A noose, cluelessness and public policy

The Supreme Court of Washington has refused to overturn an arbitrator's award reducing the discipline of an employee who had hung a noose in the workplace from termination to a twenty day suspension.

The arbitrator found that the Grievant had hung the noose as a prank directed at an older white coworker. An African American employee saw the noose and reported it. The arbitrator recognized the demeaning and hostile nature of a display of a noose in the workplace, and the employer's legitimate interest in expecting employees to be aware of that effect and to refrain from such a display. Nevertheless, he found  Grievant's "impression" of a noose was not racial, but rather derived from "Cowboys and Indians." In this regard the arbitrator found grievant "more clueless than racist." In light of this conclusion, and grievant's 12 years of service with no history of performance problems, the arbitrator concluded that termination was too severe a penalty and reduced the discipline to a twenty day suspension.

The employer sought to vacate the award, contending that the award violated  public policy,  and the superior court granted the motion to vacate. The lower court determined that the award violated the public policy against harassment in the workplace. It then went on to order its own remedy, which included a six month suspension, a letter of apology, attendance at diversity and harassment training and immediate termination for any violation of the employer's anti harassment policy in the next four years.

On appeal, (discussed here), the Appellate Court agreed that the discipline imposed was too lenient, and improperly minimized society's interest in preventing this type of conduct and interfered with the employer's ability "to discharge its duty" to prevent future acts of discrimination. The court determined, however, that the lower court erred in imposing its own remedy and should have remanded the case back to the arbitrator.

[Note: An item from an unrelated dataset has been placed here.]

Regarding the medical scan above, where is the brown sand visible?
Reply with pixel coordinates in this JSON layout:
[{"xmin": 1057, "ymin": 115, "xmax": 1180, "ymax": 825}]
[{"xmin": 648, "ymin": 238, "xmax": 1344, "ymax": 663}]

The Union appealed this decision and the Washington Supreme Court reversed. The Supreme Court first noted that "We only review the arbitrator's award and not the underlying conduct." While noting the "terrible and tragic history" history of the noose, and condemning "in the strongest terms possible" the threats and racial violence symbolized by it, the Court concluded that it was bound by the arbitrator's findings of fact. The Court noted:

 As a result, we must accept the arbitrator's findings regarding [Grievant's] understanding of the
symbolism of the noose, as well as the findings on the effect of the noose on the other
employees in the workplace. When we take into account the specific circumstances of
this case, we cannot say that a 20-day unpaid suspension would not provide sufficient
discipline to cause this or other employees to understand the serious nature of a noose
in the workplace and thus prevent a similar incident in the future.
       We reiterate that we find [Grievant's] actions to be ignorant and unacceptable and
that our analysis in this case is limited to determining whether the arbitrator's award is
so lenient that it violates the public policy against racial harassment. We do not
determine whether a 20-day suspension is the appropriate punishment for [Grievant's] actions or whether he violated antidiscrimination laws either of which would be analyzed under a very different legal framework.
 
Accordingly, the Court reversed the decision of the lower court and held that the arbitrator's award was not contrary to public policy. It further "took the opportunity" to clarify (as had the Appellate Court), that a trial court vacating an arbitrator's award cannot impose its own remedy but should remand the matter to the arbitrator for further proceedings.

The Court's decision in International Union of Operating Engineers, Local 286 v. Port of Seattle can be found here.